Which of the following is the primary cause of habitat loss worldwide?
AVolcanic eruptions
BEarthquakes
CHuman activities like agriculture and urban development
DNatural wildfires
While natural events like volcanic eruptions and wildfires can damage habitats, human activities — especially converting forests and grasslands into farmland and cities — are by far the leading cause of habitat loss globally. About half of the world's habitable land has been converted for agriculture.
Question 2 True / False
Once a species goes extinct, it can eventually return through evolution.
TTrue
FFalse
Answer: False
Extinction is permanent. While evolution can produce new species over millions of years, it will never recreate the exact same species that was lost. The passenger pigeon, the dodo, and the woolly mammoth are gone forever. This is why preventing extinction through conservation is so important — there is no undo button.
Question 3 Short Answer
Describe one example of how humans have positively impacted an ecosystem, and explain what made it successful.

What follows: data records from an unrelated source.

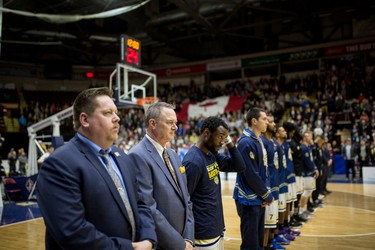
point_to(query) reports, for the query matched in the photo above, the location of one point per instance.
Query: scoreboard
(130, 51)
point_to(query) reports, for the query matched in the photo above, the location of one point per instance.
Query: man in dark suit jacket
(81, 206)
(167, 196)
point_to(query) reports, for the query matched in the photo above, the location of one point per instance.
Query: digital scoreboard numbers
(130, 51)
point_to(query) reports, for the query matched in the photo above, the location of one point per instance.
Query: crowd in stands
(341, 92)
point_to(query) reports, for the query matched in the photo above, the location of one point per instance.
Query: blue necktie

Think about your answer, then reveal below.
Model answer: The bald eagle was nearly driven to extinction in the U.S. due to the pesticide DDT, which thinned their eggshells and prevented chicks from surviving. After DDT was banned in 1972 and conservation programs protected nesting sites, the bald eagle population recovered dramatically and was removed from the endangered species list in 2007. The combination of removing the threat (DDT) and actively protecting the species made recovery possible.
This example shows that human impact is not one-directional — we can also repair damage. Success required both stopping the harmful activity (banning DDT) and taking active conservation steps (habitat protection, breeding programs). Most ecosystem recovery stories follow this pattern.